The Unit Coordinator must notify you of the outcome of an extension request within 3 working days of receiving the request.
Late penalties
Assignments submitted after the deadline will receive a late penalty of 5% of the original available mark for each calendar day (or part day) that the assignment is late. Late submissions will not be accepted more than 10 calendar days after the due date, or after assignments have been returned to other students on a scheduled date, whichever occurs first. Further information on Late Penalties can be found on the Assessments and Results Procedure.

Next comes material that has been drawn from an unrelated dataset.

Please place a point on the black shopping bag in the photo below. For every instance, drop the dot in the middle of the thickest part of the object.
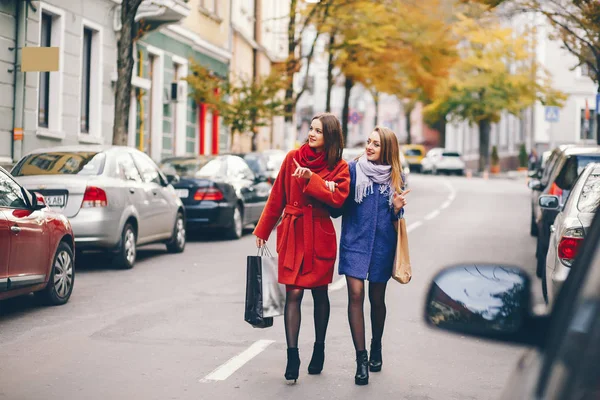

Review of results and appeals
You are entitled to ask for a review of the marking and grading of your assessment task if there is an irregularity in the marking standards or an error in the process for determining the outcome of an assessment. Details on how to request a review of a mark for an assignment are outlined in the Review and Appeal of Academic Decisions Procedure.
 
 

 
 

Required Resources
Required reading materials
 
 
Recommended reading materials
We will be using chapters from the Earth Observation Australia (EOA) texbooks: https://www.eoa.org.au/earth-observation-textbooks
We will also refer to other readings in the weekly MyLO pages.
 
Other required resources
Access to QGIS and ENVI software in UTAS computer labs or via the UTAS Virtual Machine is required for this unit. Access to reasonable-speed internet with a generous monthly download limit will be essential for access to the Virtual Machine. Please note that students can access computers on campus in Hobart, Launceston, Cradle Coast and Sydney (Rozelle).